Nous voyons un peu plus chaque jour la parole se libérer dans les livres, sur les réseaux sociaux, dans les familles. Les mots sortent, directs, parfois crus, pour traduire toute la souffrance, la violence subie, tant physique que psychologique. Les victimes dénoncent, elles se défendent désormais, pour se réparer un peu, beaucoup, mais jamais totalement. Aider à réparer, à se reconstruire, à surmonter la honte, la douleur, à redonner du sens à la vie quand l'enfance a été niée, piétinée, volée, violée : tel est notre devoir de législateur. Mais nous devons aussi prévenir, empêcher la commission de ces actes sur lesquels des générations d'enfants brisés n'ont pas pu mettre de mots tant ils étaient incompréhensibles, indicibles, innommables.

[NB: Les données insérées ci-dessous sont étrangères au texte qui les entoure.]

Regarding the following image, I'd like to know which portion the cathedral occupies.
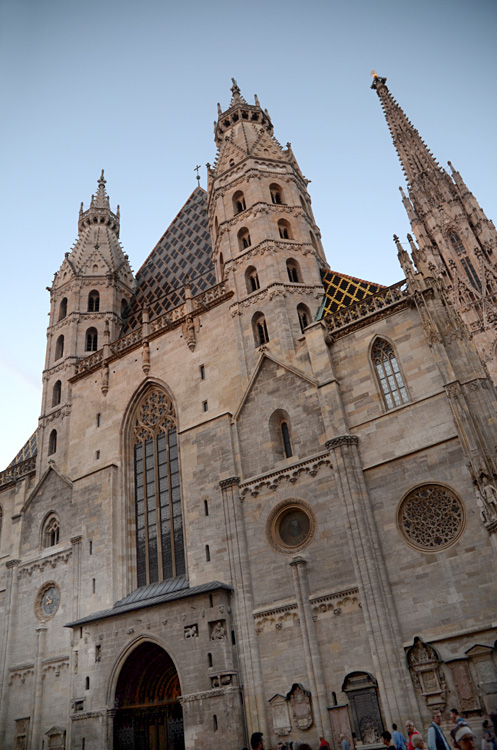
[0,74,497,750]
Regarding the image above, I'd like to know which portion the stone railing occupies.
[324,279,410,332]
[0,456,36,487]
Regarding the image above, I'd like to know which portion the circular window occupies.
[397,484,464,552]
[269,504,314,551]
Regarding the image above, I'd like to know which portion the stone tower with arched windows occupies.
[208,81,327,362]
[0,79,497,750]
[372,74,497,382]
[38,170,135,471]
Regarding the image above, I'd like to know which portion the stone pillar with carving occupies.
[326,435,421,725]
[290,555,331,736]
[219,477,269,737]
[0,560,21,747]
[30,624,47,747]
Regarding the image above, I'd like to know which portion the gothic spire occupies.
[371,71,444,186]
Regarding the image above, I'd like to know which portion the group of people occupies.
[246,708,497,750]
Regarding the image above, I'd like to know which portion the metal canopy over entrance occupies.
[114,642,185,750]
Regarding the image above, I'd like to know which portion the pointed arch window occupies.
[85,328,98,352]
[88,289,100,312]
[245,266,260,294]
[237,227,252,250]
[42,513,60,547]
[133,388,185,586]
[233,190,247,216]
[48,430,57,456]
[252,313,269,346]
[59,297,67,320]
[269,182,285,206]
[52,380,62,406]
[286,258,302,284]
[55,335,64,359]
[278,219,293,240]
[371,339,409,409]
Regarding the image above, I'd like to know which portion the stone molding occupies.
[253,586,362,635]
[19,548,72,578]
[179,685,240,704]
[240,453,333,502]
[219,477,240,490]
[325,435,359,451]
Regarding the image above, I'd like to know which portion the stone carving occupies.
[185,624,198,640]
[286,683,313,729]
[209,620,227,641]
[407,637,447,711]
[269,695,292,737]
[240,453,331,502]
[397,484,464,552]
[449,659,480,712]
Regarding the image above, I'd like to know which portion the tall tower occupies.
[207,79,326,362]
[371,73,497,382]
[37,170,135,476]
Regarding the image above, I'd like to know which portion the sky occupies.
[0,0,497,469]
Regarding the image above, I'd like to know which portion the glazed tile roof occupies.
[121,188,216,335]
[317,269,386,320]
[65,576,232,628]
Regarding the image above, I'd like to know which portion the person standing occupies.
[427,711,451,750]
[392,724,407,750]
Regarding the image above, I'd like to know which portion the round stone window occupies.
[397,484,464,552]
[270,504,314,551]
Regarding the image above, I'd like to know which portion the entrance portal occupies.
[114,643,185,750]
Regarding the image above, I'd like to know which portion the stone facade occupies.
[0,79,497,750]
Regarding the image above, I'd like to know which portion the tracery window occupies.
[85,328,98,352]
[88,289,100,312]
[133,387,185,586]
[42,514,60,547]
[371,339,409,409]
[52,380,62,406]
[397,484,464,552]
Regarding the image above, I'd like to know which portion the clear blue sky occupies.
[0,0,497,468]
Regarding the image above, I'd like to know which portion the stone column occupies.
[71,536,83,620]
[290,555,331,736]
[219,477,269,741]
[326,435,422,725]
[30,624,47,748]
[0,560,21,747]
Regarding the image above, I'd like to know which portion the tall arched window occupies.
[59,297,67,320]
[85,328,98,352]
[286,258,302,283]
[269,182,285,206]
[252,313,269,346]
[233,190,247,215]
[297,304,311,331]
[52,380,62,406]
[278,219,293,240]
[55,335,64,359]
[88,289,100,312]
[133,387,185,586]
[237,227,251,250]
[48,430,57,456]
[42,513,60,547]
[371,339,409,409]
[245,266,260,294]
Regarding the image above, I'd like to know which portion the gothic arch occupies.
[122,379,186,590]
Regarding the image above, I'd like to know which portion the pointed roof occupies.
[316,268,386,320]
[121,187,216,335]
[54,169,133,286]
[371,71,445,185]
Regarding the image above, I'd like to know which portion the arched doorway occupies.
[114,642,185,750]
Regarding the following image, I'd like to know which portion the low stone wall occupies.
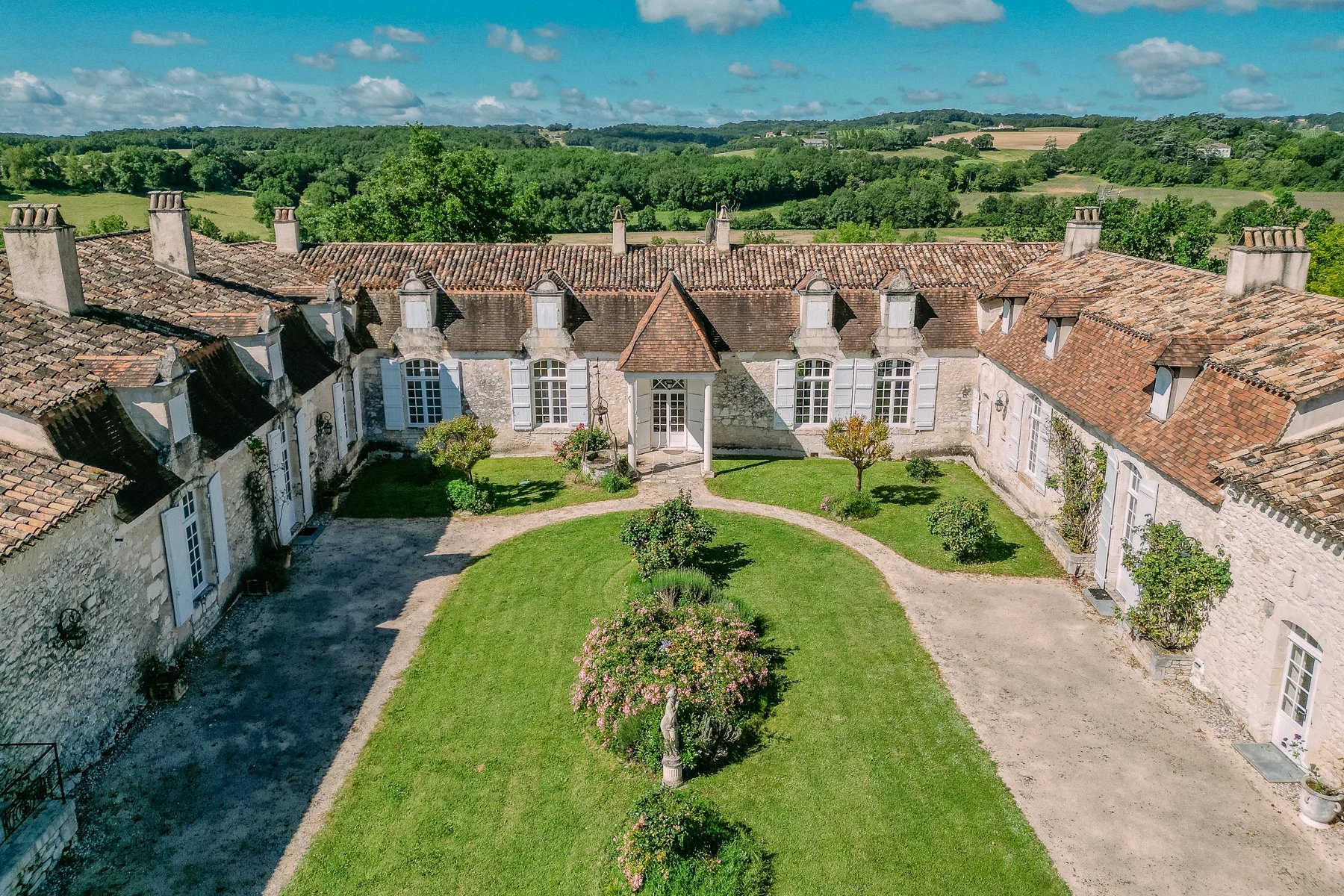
[0,799,78,896]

J'ai eu l'occasion de le dire à plusieurs reprises : le groupe Mouvement démocrate (MODEM) et démocrates apparentés travaille depuis longtemps sur ce sujet douloureux et extrêmement important. Il y a trois ans, lors de l'examen de la loi Schiappa, nous avions d'ailleurs clairement appelé à un débat de fond sur les violences sexuelles faites aux mineurs. J'avais notamment insisté sur la nécessité de prévoir un seuil de non-consentement pour les mineurs de 15 ans. Nous devons maintenant être à la hauteur des circonstances. Notre sens de la justice doit nous permettre de surmonter les obstacles qui, hier, ne nous ont pas permis de légiférer avec audace quand la nécessité le commandait. C'est pourquoi nous nous réjouissons d'avoir aujourd'hui l'occasion, grâce à la proposition de notre collègue sénatrice Annick Billon, de poursuivre le travail engagé en 2018.
En commission, à l'Assemblée nationale, des amendements ont été adoptés pour ajuster, préciser et renforcer les dispositions issues de la lecture au Sénat. C'était indispensable pour élaborer un texte à la hauteur des enjeux et nous préserver le plus possible d'une éventuelle inconstitutionnalité sur le seuil de non-consentement à 15 ans. L'écart d'âge de cinq ans va dans ce sens ; c'est pourquoi notre groupe soutient totalement cette mesure.
Il était également indispensable de mentionner l'inceste dans ce texte, et c'est ce que nous avons fait.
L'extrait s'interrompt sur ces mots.